Sheet Pan Eggs-in-a-Hole
6 Slices Martin’s Old Fashioned Real Butter Bread
12 Strips Bacon
3 Tablespoons Unsalted Butter, room temperature
6 Large Eggs
6 Tablespoons Freshly Grated Parmesan Cheese
1 1/2 Teaspoons Fresh Thyme
Salt and Pepper, to taste
2 Tablespoons Fresh Chives, chopped
Preheat oven to 400 degrees F.
Arrange bacon in a single layer on a baking sheet and bake for 5-7 minutes, until partially cooked. Transfer to a paper towel-lined plate to drain.
Drain bacon grease from baking sheet and wipe clean; then coat with nonstick cooking spray.
Using a 3-inch cookie cutter, make a hole in the center of each slice of bread.
Butter one side of each of the bread slices. Place slices onto the prepared baking sheet, buttered side down.

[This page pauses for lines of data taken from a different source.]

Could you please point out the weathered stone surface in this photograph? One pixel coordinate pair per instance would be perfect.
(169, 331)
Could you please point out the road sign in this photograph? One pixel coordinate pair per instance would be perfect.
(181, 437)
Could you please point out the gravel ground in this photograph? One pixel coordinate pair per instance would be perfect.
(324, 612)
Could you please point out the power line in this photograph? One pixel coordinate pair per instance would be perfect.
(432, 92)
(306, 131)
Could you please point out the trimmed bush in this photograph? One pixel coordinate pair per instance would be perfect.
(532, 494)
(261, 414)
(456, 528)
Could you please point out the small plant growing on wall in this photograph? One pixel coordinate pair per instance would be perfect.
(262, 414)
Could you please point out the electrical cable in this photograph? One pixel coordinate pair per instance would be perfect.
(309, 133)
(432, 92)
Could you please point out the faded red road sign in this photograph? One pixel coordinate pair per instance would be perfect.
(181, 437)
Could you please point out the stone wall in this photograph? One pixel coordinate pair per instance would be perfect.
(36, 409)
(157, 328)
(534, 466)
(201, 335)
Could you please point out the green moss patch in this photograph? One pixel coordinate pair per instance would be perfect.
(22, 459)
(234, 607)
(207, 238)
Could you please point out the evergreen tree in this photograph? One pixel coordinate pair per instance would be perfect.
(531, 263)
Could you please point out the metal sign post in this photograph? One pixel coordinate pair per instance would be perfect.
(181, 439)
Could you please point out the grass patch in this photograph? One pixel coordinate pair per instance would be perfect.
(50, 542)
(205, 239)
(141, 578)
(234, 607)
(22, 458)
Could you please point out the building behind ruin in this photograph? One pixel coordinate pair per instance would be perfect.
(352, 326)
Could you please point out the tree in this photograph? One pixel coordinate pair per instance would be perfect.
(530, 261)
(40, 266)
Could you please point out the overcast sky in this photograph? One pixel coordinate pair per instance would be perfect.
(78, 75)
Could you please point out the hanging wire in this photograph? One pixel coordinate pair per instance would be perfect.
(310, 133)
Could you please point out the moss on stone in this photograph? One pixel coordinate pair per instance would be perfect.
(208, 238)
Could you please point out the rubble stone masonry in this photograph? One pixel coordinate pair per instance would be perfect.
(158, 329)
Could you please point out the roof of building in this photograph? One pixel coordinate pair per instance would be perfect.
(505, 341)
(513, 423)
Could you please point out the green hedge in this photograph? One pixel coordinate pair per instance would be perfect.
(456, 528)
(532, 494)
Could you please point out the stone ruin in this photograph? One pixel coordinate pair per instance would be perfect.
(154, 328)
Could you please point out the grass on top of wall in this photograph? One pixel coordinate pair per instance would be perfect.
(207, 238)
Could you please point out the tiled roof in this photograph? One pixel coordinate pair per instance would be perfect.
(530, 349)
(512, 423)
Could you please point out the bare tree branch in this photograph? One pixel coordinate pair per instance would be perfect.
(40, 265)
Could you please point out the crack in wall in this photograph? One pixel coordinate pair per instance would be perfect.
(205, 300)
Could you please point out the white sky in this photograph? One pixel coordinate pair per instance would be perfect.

Add 2 strips of bacon and 1 egg to each bread slice, gently cracking the eggs into each hole and keeping the yolk intact. Sprinkle with Parmesan and thyme and season with salt and pepper, to taste.
Bake until egg whites have set and bread is golden brown, about 10-12 minutes.
Serve immediately, garnished with chopped chives.